The Fountain Pen Shop
- Company type: Store
- Industry: Retail
- Founder: Fred Krinke
- Defunct: November 2019
- Headquarters: 27°56′10″N 82°47′44″W﻿ / ﻿27.936111°N 82.795678°W, Monrovia, California, United States
- Products: fountain pens

= The Fountain Pen Shop =

Historic fountain pen retailer, museum, and repair shop

The Fountain Pen Shop was a historic fountain pen retailer, museum, and repair shop in Downtown Los Angeles, and later, Monrovia, originally established in 1922. The shop is considered to be the oldest pen shop in the United States operated continuously by the same family.

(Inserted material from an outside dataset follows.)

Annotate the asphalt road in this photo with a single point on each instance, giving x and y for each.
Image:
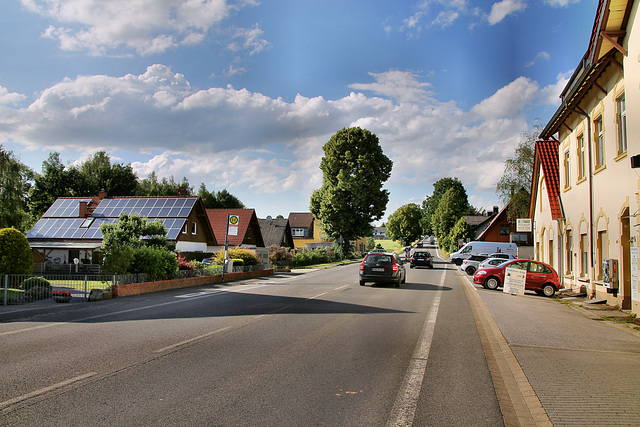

Its original location was at the intersection of Sixth and Spring Streets, with its second Downtown Los Angeles location near Pershing Square and its Monrovia location at 2640 S. Myrtle Ave.

==History==
The Fountain Pen Shop was founded by the grandfather of Fred Krinke and one partner. Krinke's father inherited the business in 1940, subsequently turning it over to Krinke in 1975. Krinke, who was born in 1928, had helped his father at the shop since World War II, during which time the business was backlogged with pen repair orders. Krinke began assisting at the shop in between his classes at Pasadena Junior College. After the war ended, Krinke was drafted for military service, serving in the Air Force. Upon his return, he decided to go into the pen business full-time. In addition to his work at the shop, Krinke made appearances at the Los Angeles International Pen Show--attending every year since its inception--and the Southern California Pen Collectors Club, the latter of which he founded. In 2019, Krinke died at the age of 91, leaving the fate of the 97-year-old business to be determined.